Chicken curry casserole

Recipe from: 5/1/1997 12:00:00 AM
Ingredients 10
Servings 6
Time

Ingredients

  • 1
    kg
    chicken drumsticks and thighs
  • salt and freshly ground black pepper
  • 1
    onion, finely chopped
  • 2
    green apples, sliced
  • 250
    g
    fresh mushrooms, sliced
  • 10
    ml
    curry powder
  • 2
    ml
    paprika
  • 45
    ml
    cake flour
  • 250
    ml
    chicken stock
  • 250
    ml
    thick cream
 

Method

1 hr
 
Preheat the oven to 180ºC (350ºF). Spray an oven dish with non-stick spray. Season the chicken pieces with salt and pepper and fry in oil until brown. Arrange in the oven dish.
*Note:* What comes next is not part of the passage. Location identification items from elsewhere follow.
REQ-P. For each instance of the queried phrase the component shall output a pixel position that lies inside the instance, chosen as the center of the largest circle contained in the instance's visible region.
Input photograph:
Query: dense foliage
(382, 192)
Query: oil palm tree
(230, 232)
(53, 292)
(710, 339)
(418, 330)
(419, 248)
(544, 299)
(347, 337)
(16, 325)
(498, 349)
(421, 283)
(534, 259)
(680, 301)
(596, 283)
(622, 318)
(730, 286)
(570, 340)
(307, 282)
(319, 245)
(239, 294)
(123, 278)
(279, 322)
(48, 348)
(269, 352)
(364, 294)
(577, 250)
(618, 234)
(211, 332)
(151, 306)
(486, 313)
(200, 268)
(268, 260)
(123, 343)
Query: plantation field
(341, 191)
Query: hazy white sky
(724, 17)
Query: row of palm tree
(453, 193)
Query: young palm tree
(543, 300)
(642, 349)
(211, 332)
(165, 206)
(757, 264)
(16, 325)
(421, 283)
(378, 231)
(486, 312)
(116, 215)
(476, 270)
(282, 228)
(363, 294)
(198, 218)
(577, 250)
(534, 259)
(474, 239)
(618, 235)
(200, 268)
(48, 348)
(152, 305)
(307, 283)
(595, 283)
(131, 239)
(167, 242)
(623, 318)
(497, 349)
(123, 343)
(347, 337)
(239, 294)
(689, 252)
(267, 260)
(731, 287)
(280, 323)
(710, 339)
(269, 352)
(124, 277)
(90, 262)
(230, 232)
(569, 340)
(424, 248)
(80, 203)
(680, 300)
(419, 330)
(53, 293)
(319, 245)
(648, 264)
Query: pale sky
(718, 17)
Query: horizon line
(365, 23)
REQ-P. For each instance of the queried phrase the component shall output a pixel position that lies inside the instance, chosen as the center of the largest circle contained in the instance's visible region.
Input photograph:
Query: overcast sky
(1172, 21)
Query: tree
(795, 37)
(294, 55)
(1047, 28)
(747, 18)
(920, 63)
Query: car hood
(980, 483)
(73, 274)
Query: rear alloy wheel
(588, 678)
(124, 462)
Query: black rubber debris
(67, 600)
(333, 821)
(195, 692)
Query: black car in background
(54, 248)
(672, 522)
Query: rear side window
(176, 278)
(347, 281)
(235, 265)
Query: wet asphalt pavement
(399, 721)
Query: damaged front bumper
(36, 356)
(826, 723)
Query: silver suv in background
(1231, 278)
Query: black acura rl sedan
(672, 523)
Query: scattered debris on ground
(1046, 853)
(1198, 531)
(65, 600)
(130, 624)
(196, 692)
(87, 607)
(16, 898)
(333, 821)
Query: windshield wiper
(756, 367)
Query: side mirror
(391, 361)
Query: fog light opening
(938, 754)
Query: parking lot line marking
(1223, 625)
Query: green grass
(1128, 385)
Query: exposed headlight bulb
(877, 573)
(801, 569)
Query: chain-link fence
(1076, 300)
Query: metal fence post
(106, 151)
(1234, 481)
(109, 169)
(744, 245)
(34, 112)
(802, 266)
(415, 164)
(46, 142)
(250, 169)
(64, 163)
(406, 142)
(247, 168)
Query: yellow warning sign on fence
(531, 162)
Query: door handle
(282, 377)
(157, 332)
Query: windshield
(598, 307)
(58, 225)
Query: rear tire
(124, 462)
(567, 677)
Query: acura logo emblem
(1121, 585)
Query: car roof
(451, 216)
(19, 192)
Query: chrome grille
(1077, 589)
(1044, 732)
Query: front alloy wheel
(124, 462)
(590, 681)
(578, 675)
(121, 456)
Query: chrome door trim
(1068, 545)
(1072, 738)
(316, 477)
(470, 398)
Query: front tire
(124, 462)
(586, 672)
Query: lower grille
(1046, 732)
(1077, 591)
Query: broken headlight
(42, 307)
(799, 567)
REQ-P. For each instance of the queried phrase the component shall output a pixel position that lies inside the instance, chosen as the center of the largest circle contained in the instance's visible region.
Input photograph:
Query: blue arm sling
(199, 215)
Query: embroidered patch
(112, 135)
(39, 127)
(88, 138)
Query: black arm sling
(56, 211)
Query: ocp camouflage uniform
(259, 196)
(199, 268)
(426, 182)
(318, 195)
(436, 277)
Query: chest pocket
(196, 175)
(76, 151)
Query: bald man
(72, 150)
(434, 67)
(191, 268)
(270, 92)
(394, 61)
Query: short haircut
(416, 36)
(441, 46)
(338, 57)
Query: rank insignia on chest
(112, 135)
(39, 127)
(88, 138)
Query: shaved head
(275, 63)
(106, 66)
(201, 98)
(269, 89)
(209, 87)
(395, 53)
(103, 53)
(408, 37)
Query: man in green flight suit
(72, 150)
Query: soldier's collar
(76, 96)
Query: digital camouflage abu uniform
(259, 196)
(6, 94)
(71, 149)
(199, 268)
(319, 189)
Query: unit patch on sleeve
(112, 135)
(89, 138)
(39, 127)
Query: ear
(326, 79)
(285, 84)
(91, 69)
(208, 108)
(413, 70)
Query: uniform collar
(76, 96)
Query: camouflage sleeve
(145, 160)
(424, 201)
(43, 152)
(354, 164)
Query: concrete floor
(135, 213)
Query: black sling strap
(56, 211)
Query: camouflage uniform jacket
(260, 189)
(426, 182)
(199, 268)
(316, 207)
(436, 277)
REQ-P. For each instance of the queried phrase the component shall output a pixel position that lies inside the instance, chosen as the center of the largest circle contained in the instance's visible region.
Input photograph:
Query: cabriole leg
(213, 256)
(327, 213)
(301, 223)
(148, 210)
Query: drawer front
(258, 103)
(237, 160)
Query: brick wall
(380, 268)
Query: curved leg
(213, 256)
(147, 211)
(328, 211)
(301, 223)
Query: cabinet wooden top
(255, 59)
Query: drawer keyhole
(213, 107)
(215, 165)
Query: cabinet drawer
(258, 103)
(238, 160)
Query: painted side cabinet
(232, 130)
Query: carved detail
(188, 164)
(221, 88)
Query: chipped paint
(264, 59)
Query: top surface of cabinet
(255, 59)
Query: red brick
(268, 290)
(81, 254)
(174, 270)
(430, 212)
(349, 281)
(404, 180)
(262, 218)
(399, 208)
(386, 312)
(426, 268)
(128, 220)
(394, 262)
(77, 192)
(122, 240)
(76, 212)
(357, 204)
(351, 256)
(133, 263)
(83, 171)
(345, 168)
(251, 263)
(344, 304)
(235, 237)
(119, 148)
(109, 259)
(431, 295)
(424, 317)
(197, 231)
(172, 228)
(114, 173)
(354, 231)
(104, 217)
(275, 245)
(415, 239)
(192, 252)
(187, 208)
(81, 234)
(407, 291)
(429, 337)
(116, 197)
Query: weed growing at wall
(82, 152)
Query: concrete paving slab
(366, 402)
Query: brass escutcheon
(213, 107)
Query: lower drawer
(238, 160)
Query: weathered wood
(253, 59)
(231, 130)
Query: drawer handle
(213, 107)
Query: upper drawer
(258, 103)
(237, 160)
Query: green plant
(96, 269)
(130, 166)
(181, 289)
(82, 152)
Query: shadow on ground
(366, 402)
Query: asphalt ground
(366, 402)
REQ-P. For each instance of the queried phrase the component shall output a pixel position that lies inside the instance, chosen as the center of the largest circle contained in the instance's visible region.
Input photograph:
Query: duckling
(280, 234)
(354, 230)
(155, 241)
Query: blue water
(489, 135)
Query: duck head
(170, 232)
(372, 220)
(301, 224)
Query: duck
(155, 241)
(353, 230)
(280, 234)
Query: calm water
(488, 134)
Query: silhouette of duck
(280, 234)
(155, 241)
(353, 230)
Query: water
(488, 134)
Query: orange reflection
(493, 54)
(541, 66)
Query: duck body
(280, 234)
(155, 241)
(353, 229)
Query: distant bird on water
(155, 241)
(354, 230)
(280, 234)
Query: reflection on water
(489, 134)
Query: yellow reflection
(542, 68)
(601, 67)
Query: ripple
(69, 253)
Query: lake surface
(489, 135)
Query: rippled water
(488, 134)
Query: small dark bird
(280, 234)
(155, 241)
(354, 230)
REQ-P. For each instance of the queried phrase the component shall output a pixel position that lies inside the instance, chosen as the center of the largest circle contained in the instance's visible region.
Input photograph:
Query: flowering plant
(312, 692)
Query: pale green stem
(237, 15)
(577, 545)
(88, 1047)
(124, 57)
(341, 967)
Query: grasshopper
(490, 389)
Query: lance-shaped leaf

Sauté the onion until glossy and add the apple and mushrooms. Stir-fry until brown. Reduce the heat and add the curry powder, paprika and flour. Heat for one minute while stirring continuously. Stir in the stock and bring to the boil. Remove from the heat and stir in the cream. Pour the sauce over the chicken pieces, cover and bake for one hour or until the chicken is done. Serve with a salad. Serves 6.